The trickles of phosphorescence were everywhere. Everyone was a little less mortal and a little more celestial; like some strange deity of a frigid land of night.

I had wings too.
Glowing wings.

And with each smudge of paint that I smeared on myself my eager skin was trying to learn the lure of feeling sights. 

Wednesday, April 24, 2013

Shiver

A lot of times, I'm not concerned with what a place looks like.

What does the air feel like? Does the chill hit your sense of smell with a crisp fragrance of fresh grass and a distant scent of the sea? Does it smell of the mossy woods?

What would my skin have to remember of the first sensation of a place?

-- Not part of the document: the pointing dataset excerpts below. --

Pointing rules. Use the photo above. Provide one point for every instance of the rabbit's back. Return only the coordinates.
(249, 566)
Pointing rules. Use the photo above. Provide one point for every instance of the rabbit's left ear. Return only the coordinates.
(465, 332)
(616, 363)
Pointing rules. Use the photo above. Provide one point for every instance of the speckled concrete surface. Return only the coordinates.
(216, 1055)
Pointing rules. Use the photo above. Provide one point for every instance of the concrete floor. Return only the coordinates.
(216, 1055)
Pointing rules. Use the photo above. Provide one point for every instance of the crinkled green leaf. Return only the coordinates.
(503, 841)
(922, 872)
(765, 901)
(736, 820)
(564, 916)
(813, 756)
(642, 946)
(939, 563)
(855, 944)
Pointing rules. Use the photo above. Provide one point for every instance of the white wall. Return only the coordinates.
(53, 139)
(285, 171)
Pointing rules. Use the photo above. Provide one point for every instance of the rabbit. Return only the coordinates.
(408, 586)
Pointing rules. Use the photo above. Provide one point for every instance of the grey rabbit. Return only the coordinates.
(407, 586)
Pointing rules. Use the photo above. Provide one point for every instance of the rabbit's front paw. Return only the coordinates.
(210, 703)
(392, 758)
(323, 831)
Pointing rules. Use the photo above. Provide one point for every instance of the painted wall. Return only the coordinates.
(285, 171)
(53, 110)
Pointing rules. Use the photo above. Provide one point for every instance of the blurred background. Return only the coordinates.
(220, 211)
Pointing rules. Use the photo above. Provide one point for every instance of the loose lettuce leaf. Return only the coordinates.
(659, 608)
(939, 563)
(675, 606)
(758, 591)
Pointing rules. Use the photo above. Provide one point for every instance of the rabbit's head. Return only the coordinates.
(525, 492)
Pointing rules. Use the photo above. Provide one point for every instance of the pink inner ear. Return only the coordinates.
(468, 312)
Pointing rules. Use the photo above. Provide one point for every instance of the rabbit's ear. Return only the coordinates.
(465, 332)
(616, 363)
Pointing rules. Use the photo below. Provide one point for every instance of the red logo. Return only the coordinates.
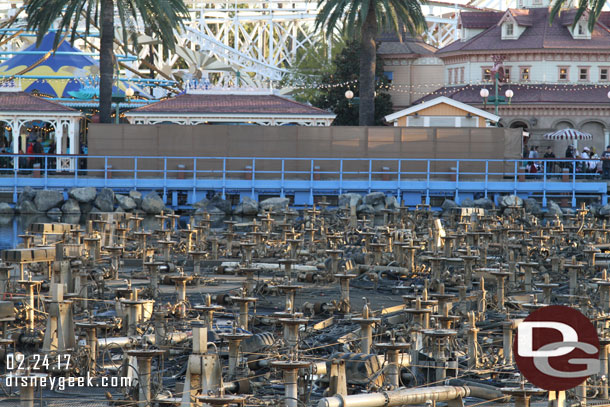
(556, 348)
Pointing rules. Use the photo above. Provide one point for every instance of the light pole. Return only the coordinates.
(349, 95)
(129, 92)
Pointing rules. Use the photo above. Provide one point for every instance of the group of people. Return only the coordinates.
(586, 161)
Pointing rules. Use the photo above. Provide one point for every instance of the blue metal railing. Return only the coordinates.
(458, 177)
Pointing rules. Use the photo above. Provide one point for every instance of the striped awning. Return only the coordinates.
(568, 134)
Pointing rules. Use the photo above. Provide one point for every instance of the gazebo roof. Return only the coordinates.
(22, 102)
(231, 104)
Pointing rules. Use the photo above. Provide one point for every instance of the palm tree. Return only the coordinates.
(594, 7)
(362, 19)
(160, 17)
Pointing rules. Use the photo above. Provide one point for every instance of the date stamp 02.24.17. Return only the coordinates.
(33, 371)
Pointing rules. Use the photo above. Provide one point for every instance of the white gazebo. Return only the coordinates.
(17, 109)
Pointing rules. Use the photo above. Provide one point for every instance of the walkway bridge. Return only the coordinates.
(183, 181)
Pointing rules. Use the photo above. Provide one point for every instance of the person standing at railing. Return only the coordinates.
(570, 154)
(51, 160)
(38, 149)
(595, 162)
(606, 163)
(549, 155)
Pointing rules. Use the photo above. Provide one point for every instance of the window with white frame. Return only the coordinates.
(486, 74)
(583, 73)
(524, 74)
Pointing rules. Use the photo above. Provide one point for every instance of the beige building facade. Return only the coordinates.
(559, 74)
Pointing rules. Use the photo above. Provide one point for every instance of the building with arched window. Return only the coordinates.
(559, 73)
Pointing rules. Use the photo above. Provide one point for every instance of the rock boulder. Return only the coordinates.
(274, 204)
(126, 203)
(511, 200)
(83, 195)
(105, 200)
(153, 204)
(71, 206)
(247, 207)
(349, 200)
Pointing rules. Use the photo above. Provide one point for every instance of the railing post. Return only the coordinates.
(135, 173)
(370, 173)
(515, 169)
(428, 182)
(252, 195)
(194, 198)
(399, 166)
(457, 182)
(544, 164)
(46, 172)
(282, 178)
(574, 184)
(15, 170)
(224, 176)
(165, 180)
(311, 168)
(486, 177)
(75, 169)
(341, 176)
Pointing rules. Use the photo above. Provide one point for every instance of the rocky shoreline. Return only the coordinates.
(90, 200)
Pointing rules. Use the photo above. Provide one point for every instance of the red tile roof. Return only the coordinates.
(522, 16)
(231, 103)
(480, 19)
(25, 102)
(540, 35)
(528, 94)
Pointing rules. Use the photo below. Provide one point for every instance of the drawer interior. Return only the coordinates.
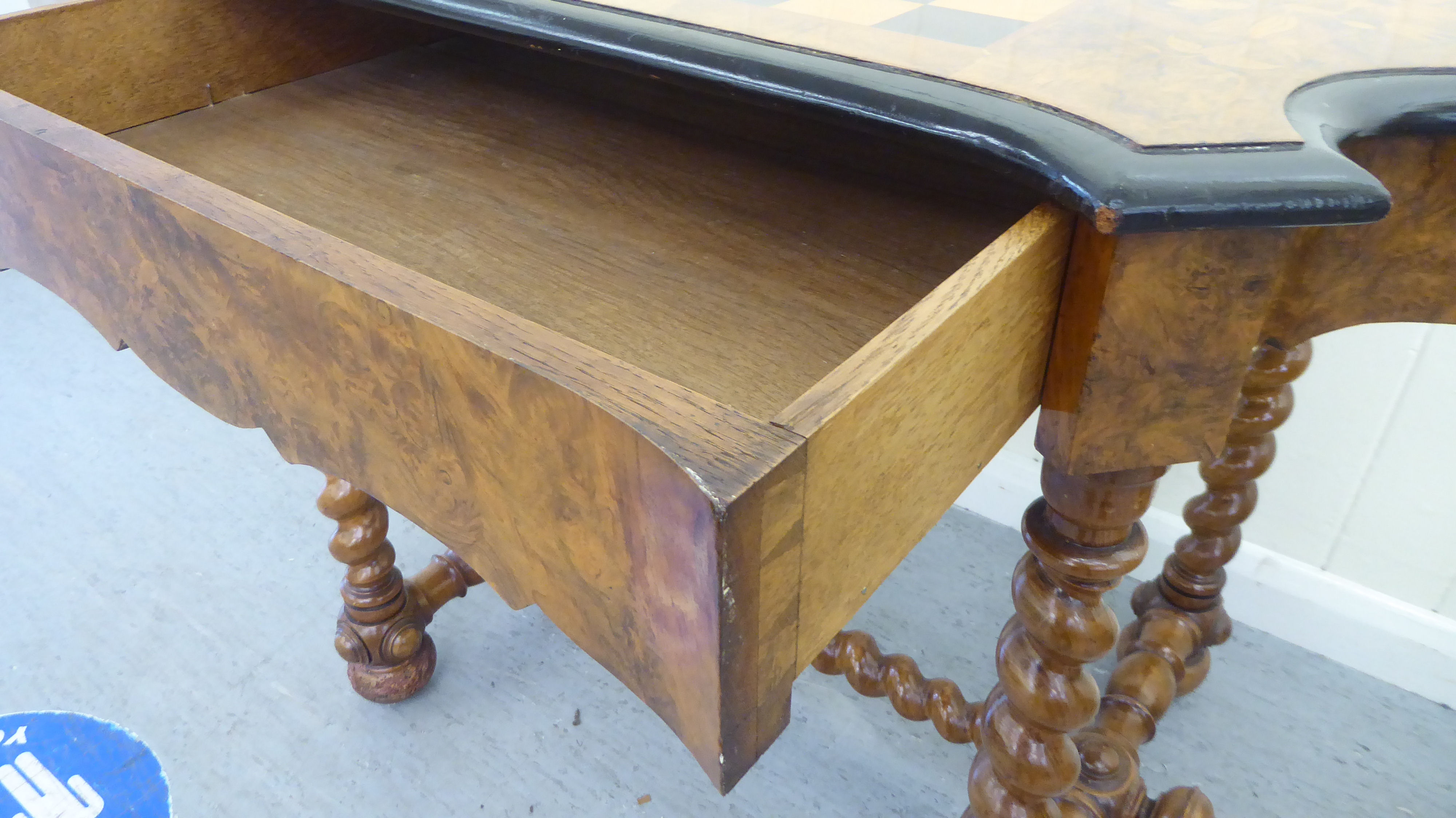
(688, 238)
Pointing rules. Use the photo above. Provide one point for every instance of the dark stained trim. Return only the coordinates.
(1115, 183)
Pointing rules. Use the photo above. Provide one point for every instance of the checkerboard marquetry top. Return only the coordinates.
(1051, 85)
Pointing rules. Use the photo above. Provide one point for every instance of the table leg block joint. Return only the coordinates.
(382, 628)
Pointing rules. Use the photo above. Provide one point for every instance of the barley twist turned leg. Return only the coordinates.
(1084, 538)
(382, 627)
(1193, 577)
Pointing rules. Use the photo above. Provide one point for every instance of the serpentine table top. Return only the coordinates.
(691, 338)
(1147, 116)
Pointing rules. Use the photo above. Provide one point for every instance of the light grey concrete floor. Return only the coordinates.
(168, 573)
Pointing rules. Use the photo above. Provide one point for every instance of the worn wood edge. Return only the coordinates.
(186, 69)
(1396, 270)
(886, 465)
(721, 449)
(761, 570)
(873, 362)
(1154, 338)
(670, 587)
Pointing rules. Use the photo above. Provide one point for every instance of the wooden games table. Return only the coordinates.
(687, 319)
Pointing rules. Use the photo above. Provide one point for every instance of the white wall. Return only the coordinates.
(1352, 551)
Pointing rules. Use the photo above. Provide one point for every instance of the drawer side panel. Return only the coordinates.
(901, 430)
(555, 500)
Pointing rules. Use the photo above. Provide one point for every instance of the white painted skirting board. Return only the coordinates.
(1387, 638)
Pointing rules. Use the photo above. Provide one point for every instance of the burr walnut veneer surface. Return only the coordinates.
(691, 375)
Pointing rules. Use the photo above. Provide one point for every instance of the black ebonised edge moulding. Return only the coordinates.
(1122, 187)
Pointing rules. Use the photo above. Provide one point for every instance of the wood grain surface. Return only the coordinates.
(567, 478)
(110, 65)
(717, 264)
(901, 430)
(1157, 331)
(1157, 72)
(1154, 337)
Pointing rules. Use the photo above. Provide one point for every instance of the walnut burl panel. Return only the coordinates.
(1157, 331)
(684, 542)
(449, 411)
(740, 276)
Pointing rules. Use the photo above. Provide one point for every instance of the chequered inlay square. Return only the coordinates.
(963, 23)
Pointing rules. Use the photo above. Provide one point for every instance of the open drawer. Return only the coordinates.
(689, 373)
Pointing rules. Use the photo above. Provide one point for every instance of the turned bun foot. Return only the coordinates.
(395, 683)
(382, 628)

It thrills me to think that the air could rush at me like sheets of paper. The idea that the warmth of the sun might feel different in a different hemisphere, in a different time zone. The shabby notion that all the world is the same-- places are just places-- is beyond me.

The road has become a habit.
Sense, a novelty. 

Monday, April 22, 2013

Let a New Breeze Blow

It sends a shudder through me to think that I am becoming steeped in the cynicism of the world. Time to open my eyes again.

They started to develop cataracts of monotony at around the same time that I thought I was getting to being mature. Where's my sense of wonderment?

I'm now glad of my work with children in the sphere that allowed them to spin free of an orbit and dance around the universe of possibility and pleasure.  I need to remember the look in their eyes when they learned something new. And most things were new. Where's the novelty in my life? When I can 'figure' and 'guess' every word that everyone's going to speak, when nothing surprises me, I become bland.

An oracle must have had an incredibly jaded point of view.

Saturday, April 20, 2013

A Crane to Remember Levity By

Everything's so sticky. The inside of my mind is sludged all over with leaden toffee. Nauseating in its drab and monochromatic undulations. And it's not the sensuous call of a Doors song in the summer. It's not the crush and smother and smoulder of Gloria in the incandescent noonday sun. Its more like what I would imagine it to be if I were thrown in a pool of mozzarella and asked to swim. 

But then the sludge of this redundant tune-- slowed down to a thickly oozing tempo-- was suddenly illuminated, splashed into movement and coloured with the gold and pink.


Wednesday, April 17, 2013

Bizarre Lights and Cello Tones

...like the ribs of light that escape from the smoke that hangs around a flyover.

The notes had a will of their own. They took off from the length of the cello. They hung in the air, arched and taut. They were the epiphany that draws itself out from between the breaths in a perfect first kiss. Each note was the pause in breath and the quiver of nerves before a race, just under the skin of a performance.